Update: An outbreak has been declared at Bonnyville Health Centre on Tuesday as listed on the province’s webpage of outbreaks. More to follow.
There are no active cases of COVID-19 among residents and staff of Extendicare Bonnyville, according to Alberta Health.
As of Monday, there had been 62 total cases among residents and staff with zero active, 54 recovered and eight deaths reported during the outbreak at the Bonnyville long-term care home.
This information is accurate as of yesterday afternoon, which does not rule out the possibility of more positive tests in the future.
Sherene Khaw, a spokesperson for the Alberta government, detailed the steps necessary before Extendicare Bonnyville could move out of an outbreak designation.
“An outbreak can be declared over 14 days after isolation is completed in the last reported case. This means 28 days or about a month,” said Khaw in an emailed statement.
“Please note – an outbreak must always be declared over by AHS Public Health – it is never automatic. Public Health will carefully assess the case onset dates as provided by the facility, and confirm with them the onset date in the last case (whether resident or staff).”
According to the province’s virus data map, active cases are starting to fall in Smoky Lake County, the municipality that’s seen a spike in COVID cases over the past two weeks.
Zero new cases were added on Tuesday and 20 more are deemed as recovered, leaving 88 active cases in Smoky Lake County.
In Goodfish Lake where an outbreak has been declared, there are 57 active cases of the virus as of a Monday update.
Elsewhere, two cases were identified in the County of St. Paul where there are 45 active cases of the virus.
One new case has been added within the M.D. of Bonnyville for 24 active cases. Kehewin Communications posted an update on Monday evening saying there are 18 active cases with two in hospital with the virus. Kinokamāsihk Kiskinohamatikamik will be closed for in-person classes until next Monday.
There is 13 active cases within both the City of Cold Lake and Lac La Biche County.
Three cases are active in the County of Vermilion River and two are active in the County of Two Hills.

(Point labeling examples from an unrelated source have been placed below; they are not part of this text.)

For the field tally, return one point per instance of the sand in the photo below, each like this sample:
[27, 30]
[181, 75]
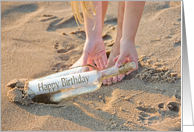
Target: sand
[41, 38]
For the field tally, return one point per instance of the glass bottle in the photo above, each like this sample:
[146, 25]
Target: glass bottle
[72, 82]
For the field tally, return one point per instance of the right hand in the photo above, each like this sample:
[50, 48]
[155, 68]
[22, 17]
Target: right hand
[128, 53]
[94, 49]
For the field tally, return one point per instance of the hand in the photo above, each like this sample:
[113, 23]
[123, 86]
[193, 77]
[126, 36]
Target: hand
[94, 49]
[128, 53]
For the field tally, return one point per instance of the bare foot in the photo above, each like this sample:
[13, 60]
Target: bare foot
[78, 62]
[114, 53]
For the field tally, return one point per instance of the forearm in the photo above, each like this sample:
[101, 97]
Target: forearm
[91, 31]
[132, 15]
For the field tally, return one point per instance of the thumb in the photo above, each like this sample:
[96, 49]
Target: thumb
[120, 60]
[85, 58]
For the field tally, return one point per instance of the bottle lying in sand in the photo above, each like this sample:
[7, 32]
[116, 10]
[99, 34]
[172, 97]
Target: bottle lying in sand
[70, 83]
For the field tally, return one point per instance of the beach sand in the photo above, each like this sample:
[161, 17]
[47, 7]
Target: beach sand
[42, 38]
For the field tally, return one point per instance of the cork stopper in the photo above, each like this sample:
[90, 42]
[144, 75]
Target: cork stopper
[127, 67]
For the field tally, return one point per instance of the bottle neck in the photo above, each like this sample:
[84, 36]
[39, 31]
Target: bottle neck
[108, 73]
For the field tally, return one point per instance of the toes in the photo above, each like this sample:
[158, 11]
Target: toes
[109, 81]
[115, 79]
[104, 82]
[120, 77]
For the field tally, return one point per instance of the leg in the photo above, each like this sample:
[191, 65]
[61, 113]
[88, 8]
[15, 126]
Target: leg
[116, 47]
[104, 9]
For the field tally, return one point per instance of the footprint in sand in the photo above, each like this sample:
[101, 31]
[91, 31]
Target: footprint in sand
[174, 106]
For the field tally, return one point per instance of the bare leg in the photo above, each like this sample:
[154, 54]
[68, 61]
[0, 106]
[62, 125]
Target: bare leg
[116, 47]
[104, 9]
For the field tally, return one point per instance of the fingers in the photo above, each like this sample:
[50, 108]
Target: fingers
[120, 60]
[97, 63]
[85, 58]
[120, 77]
[105, 82]
[115, 79]
[104, 59]
[109, 81]
[101, 63]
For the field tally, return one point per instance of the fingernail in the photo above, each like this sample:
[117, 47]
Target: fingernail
[104, 82]
[118, 65]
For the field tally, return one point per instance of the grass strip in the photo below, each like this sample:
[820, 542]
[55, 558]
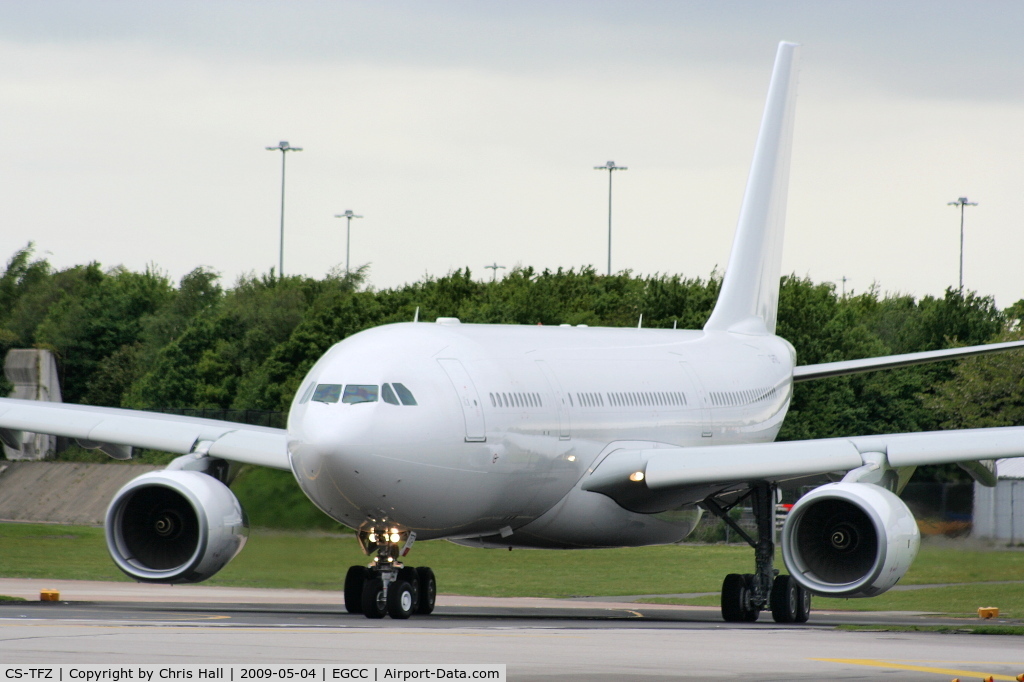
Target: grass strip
[318, 561]
[946, 630]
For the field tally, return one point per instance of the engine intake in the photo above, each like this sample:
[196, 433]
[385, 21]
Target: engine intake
[849, 540]
[174, 526]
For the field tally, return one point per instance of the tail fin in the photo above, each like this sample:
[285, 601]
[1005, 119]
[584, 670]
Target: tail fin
[749, 300]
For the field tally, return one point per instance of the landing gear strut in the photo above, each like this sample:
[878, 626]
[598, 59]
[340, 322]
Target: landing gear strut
[744, 596]
[387, 587]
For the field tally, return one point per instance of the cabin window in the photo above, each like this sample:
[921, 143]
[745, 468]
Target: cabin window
[327, 393]
[359, 393]
[388, 395]
[404, 394]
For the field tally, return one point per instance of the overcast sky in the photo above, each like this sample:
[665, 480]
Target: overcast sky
[466, 134]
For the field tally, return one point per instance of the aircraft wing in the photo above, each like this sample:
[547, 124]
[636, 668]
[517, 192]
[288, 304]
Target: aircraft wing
[809, 372]
[675, 468]
[117, 431]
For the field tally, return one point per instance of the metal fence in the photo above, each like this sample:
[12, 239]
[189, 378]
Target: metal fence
[273, 418]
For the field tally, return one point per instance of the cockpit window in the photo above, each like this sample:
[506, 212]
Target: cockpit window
[327, 393]
[404, 394]
[388, 395]
[359, 393]
[306, 393]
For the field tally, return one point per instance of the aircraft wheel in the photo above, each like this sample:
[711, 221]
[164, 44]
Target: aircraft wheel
[400, 600]
[734, 598]
[354, 580]
[803, 605]
[784, 599]
[374, 601]
[411, 576]
[752, 612]
[428, 591]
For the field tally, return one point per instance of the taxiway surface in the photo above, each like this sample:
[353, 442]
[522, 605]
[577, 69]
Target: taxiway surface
[537, 639]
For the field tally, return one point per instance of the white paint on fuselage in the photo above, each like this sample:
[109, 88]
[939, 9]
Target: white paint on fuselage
[570, 392]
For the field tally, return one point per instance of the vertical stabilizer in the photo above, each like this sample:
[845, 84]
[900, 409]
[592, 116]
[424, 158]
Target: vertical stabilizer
[749, 300]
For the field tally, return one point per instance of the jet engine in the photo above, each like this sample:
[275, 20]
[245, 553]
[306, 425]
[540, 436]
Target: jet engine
[849, 540]
[174, 526]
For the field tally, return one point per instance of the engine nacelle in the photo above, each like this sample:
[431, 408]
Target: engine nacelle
[174, 526]
[849, 540]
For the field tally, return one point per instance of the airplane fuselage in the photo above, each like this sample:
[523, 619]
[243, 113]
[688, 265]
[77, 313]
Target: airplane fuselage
[508, 419]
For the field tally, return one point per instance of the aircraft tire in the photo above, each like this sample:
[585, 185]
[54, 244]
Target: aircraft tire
[374, 604]
[354, 580]
[400, 600]
[428, 591]
[411, 576]
[784, 599]
[751, 612]
[734, 598]
[803, 605]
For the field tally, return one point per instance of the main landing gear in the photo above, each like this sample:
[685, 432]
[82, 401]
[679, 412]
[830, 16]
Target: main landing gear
[387, 587]
[744, 596]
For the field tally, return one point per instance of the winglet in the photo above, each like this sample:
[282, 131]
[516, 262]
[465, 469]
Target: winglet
[749, 300]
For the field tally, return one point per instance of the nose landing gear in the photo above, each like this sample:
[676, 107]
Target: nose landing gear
[387, 587]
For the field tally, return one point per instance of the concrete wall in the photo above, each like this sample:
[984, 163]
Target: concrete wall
[73, 493]
[34, 374]
[998, 512]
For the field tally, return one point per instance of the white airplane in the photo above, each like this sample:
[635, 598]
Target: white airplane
[559, 437]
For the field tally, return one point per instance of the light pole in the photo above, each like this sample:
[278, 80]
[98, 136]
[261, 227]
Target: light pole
[962, 202]
[285, 147]
[610, 166]
[348, 232]
[495, 267]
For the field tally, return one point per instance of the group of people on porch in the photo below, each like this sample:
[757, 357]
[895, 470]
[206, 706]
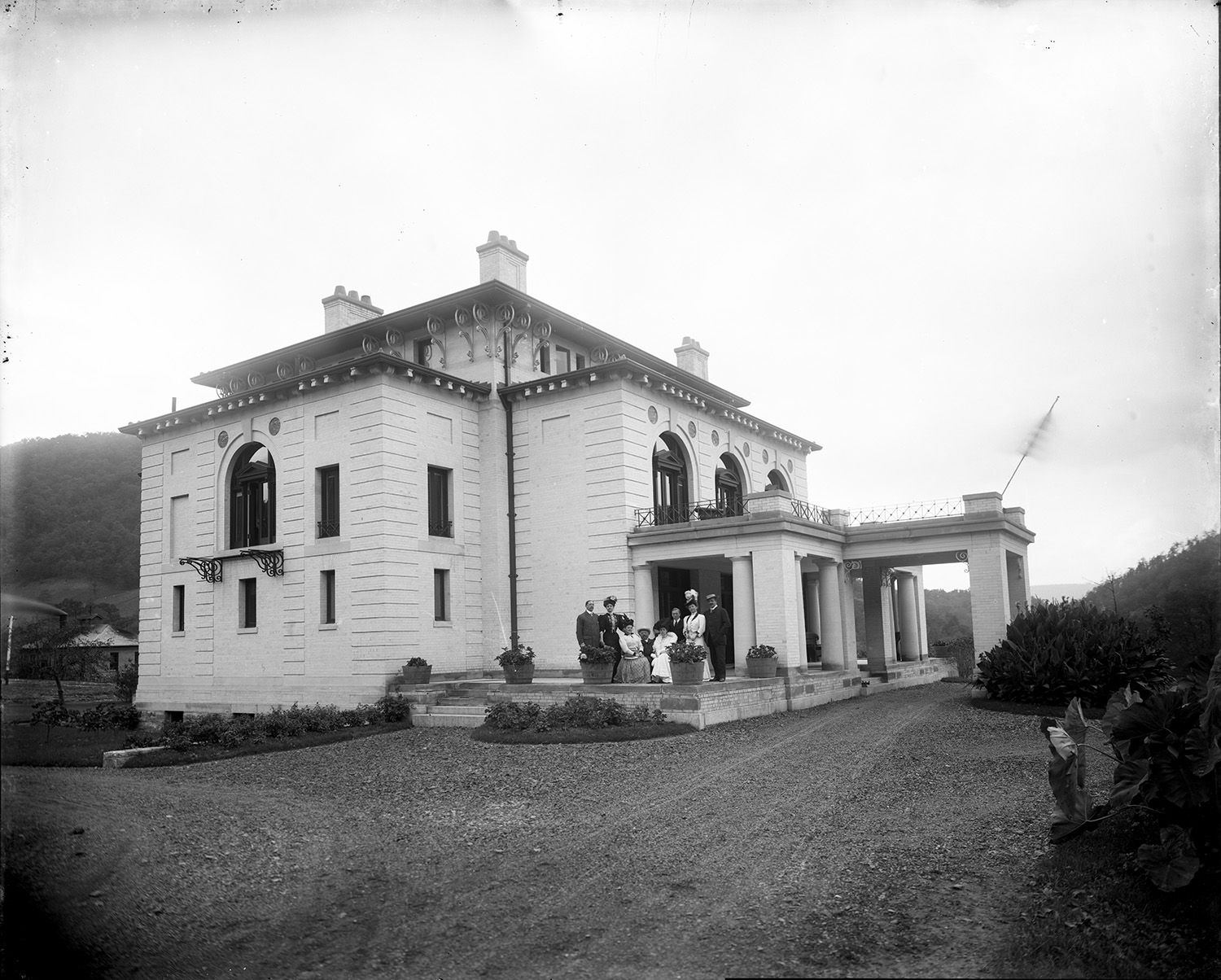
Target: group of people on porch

Over the last 24 hours, 255 new cases have been identified in Alberta after completing roughly 5,400 tests. The provincial positivity rate is 4.6 per cent.
There are 263 people in hospital, including 37 of those in ICUs. Six new deaths were reported to Alberta Health over the past 24 hours.
Eligible Albertans can start making appointments for the AstraZeneca COVID-19 vaccine on Wednesday. That means Albertans aged 50 to 64 years old, as well as First Nations, Metis, and Inuit people 35 to 49 years old, who do not have a severe chronic illness, can call 811 or make appointments through the province’s online portal.
The government said evidence suggests the AstraZeneca vaccine is effective at preventing serious illness and death in those under 65 but has not been widely studied in older age groups.
Bookings for AstraZeneca will start on March 10 with individuals born in 1957. If supply exists, Albertans born in 1958 to 1971 will be offered a chance to book in the following days, rolling one year at a time.
The Alberta government said AstraZeneca has been shown to reduce infection by 60 to 70 per cent, and severe outcomes like hospitalization by 80 per cent.